Documentation — what’s needed & how much is enough?
Hello 👋 technical folks~
Is any (or maybe all) of the scenarios above familiar to you? We’re pretty sure you’ve experienced one of it at least once, especially when the product team doesn’t even have the document drafted. Experiencing these scenarios can be a costly and time-consuming setback, especially if you’re performing a security review for the product.
Documentation — what documents are important to the product team and how much information is enough? Let’s dive right in to today’s article ~
Caveat: This article is written as recommendations based on our experiences; it is not our intention to say that only the mentioned documents are a must-have in your organisation.
Software documentation provides information about the product to software engineers, business analysts (if any), project managers, and business users. There are many types of documentation, and here are some documents we recommend to have within a product team at a minimum:
- System (design) architecture
- User-access matrix (UAM)
- API documentation
- Test plan
- List of unresolved security vulnerabilities (aka Vulnerability Risk Register)
And here’s why:
- Newly joined team members can get up to speed faster as they can read these documentation on their own, especially when they joined during the project peak period!
- These documents ensure that everyone in the team (even those joined recently) will be on the same page; there will be no excuse to say “I don’t know” or “I’m not sure” because “those decisions were made before I joined the team”.

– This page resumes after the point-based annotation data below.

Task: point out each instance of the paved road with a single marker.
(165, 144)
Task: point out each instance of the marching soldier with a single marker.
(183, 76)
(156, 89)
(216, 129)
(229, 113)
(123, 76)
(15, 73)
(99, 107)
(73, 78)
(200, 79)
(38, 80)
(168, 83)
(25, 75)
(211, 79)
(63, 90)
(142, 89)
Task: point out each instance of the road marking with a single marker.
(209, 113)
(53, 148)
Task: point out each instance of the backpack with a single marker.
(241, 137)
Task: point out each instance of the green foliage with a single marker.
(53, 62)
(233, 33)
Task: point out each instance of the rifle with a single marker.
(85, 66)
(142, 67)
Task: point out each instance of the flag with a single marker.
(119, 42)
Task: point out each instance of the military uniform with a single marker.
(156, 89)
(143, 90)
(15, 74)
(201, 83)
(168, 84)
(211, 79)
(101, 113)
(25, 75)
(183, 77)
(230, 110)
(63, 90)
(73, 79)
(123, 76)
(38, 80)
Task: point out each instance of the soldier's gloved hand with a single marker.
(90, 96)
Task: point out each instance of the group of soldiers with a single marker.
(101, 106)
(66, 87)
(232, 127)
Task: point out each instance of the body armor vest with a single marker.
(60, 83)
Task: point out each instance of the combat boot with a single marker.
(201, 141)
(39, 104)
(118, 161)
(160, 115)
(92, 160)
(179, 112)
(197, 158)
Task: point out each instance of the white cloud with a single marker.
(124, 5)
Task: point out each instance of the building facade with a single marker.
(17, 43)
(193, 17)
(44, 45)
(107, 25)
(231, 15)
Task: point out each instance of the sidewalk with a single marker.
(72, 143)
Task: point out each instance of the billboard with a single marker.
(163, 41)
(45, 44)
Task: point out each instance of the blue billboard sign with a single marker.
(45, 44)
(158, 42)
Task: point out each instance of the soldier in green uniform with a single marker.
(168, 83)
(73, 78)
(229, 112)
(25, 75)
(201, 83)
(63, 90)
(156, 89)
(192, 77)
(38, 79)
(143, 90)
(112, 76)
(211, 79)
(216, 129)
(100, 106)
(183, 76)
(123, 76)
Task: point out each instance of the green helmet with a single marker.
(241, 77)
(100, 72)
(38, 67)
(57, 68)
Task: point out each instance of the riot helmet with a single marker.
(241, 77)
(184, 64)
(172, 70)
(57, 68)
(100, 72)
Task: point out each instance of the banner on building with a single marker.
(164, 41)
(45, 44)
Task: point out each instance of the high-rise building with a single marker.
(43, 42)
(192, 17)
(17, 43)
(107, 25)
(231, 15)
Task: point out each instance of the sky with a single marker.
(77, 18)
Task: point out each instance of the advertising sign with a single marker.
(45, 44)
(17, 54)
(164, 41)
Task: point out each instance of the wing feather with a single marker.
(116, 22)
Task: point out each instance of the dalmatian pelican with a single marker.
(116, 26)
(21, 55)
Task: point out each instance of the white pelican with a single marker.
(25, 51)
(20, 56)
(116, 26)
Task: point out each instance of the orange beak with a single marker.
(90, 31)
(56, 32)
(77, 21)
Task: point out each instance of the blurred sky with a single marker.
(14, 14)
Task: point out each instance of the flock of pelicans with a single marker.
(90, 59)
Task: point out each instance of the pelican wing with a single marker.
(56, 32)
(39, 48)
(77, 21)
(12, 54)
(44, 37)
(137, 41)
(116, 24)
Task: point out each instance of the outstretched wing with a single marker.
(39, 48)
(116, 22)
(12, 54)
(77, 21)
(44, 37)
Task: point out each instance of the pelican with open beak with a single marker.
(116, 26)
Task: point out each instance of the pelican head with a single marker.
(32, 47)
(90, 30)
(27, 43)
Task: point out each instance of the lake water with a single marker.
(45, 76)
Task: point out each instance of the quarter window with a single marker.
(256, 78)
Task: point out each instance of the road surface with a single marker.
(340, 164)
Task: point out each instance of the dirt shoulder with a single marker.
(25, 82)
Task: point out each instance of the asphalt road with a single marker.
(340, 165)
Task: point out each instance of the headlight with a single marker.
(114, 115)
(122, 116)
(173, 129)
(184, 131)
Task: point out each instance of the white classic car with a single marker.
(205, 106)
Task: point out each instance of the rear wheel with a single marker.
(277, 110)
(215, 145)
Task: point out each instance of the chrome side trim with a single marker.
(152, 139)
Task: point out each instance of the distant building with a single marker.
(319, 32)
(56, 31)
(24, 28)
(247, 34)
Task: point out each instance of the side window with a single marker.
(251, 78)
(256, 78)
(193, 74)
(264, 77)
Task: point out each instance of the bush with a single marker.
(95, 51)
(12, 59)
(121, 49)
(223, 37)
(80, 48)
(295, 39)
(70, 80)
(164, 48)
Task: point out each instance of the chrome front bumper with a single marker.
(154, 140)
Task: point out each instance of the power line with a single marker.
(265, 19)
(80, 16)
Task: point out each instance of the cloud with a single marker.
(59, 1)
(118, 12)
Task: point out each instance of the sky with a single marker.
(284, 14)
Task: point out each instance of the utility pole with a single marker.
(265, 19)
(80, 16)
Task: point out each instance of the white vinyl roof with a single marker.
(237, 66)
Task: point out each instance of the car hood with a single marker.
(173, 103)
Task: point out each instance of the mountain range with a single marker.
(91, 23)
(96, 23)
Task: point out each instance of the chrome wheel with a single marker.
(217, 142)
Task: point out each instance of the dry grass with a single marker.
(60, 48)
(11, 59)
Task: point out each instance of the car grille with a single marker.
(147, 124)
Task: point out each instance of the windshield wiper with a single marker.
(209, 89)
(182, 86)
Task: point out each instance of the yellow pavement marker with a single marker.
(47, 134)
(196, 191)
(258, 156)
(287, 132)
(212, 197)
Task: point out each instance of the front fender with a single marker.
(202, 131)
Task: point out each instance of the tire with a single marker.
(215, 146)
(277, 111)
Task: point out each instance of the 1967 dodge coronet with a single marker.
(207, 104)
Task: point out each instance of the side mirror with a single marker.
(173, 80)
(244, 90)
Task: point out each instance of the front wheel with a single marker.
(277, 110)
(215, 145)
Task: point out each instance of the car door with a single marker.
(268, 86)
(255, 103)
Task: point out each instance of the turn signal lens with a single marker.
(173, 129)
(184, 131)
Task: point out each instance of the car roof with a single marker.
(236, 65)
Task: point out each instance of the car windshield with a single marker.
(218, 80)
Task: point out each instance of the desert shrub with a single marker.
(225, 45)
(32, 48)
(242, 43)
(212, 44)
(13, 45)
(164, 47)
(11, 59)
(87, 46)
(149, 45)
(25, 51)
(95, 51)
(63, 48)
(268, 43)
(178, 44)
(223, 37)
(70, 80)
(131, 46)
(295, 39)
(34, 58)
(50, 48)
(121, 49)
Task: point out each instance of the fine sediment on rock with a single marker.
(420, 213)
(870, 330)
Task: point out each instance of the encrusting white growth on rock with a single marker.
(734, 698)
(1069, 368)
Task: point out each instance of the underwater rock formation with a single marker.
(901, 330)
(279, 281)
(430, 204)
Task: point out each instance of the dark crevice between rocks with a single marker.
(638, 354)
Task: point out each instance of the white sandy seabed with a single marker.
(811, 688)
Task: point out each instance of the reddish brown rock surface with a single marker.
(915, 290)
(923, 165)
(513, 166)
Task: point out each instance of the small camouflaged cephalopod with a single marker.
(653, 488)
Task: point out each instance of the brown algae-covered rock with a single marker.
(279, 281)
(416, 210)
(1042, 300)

- Every member in the team will know what scope(s) will get tested and in which environment, when the testing will happen, and how long it may take.
- It provides a way for the team to track all unresolved security vulnerabilities AND to remind the team to fix/update/patch these security vulnerabilities after the release.
- External parties (i.e. security reviewers/auditors) will also require some of the mentioned documents as part of their review/audit processes.
So, how detailed should these documents be?
Document shouldn’t be too detailed or too bare; it should contain enough information to let someone (who is new) understand what your system is about. Here are some examples:
- API documentation
It should provide an example of every call, every parameter, and responses (including error codes and messages) for each call.
- Vulnerability risk register
It should minimally store details like a brief description of the vulnerability information, reported date, probability of its occurrence, impact to the system, interim resolution(s) that is/are currently in place, and the targeted remediation date.
Keeping documents simple and lightweight also makes it easy for everyone in the team to maintain these documents in the future. Besides, no one enjoys reading a very long, detailed, and complicated document, right? 😉
These documents should be revisited and kept up-to-date once every 3 to 4 months, so as to not have any drastic changes to the document(s) or have things slipped off the team’s mind.
We hope that this article has helped change your mind about keeping documentation (if you’re against doing so before this). Documents don’t have to be heavy and complicated; stand from your target audiences’ shoes and think about what they’d need to know to understand or be onboarded!
Documenting down information helps to remind everyone in the team about why certain things are done this manner, especially a few months/years down the road and/or when the initial batch of engineers left/rotated out of the team. Also, remember to update these documents once every few months!
Finally, have everyone in the team contribute to the documents! With that said, all documents should be kept in a place that’s accessible to everyone in the team!
🧙🏼♀Team Merlin 💛
Application security is not any individual’s problem but a shared responsibility.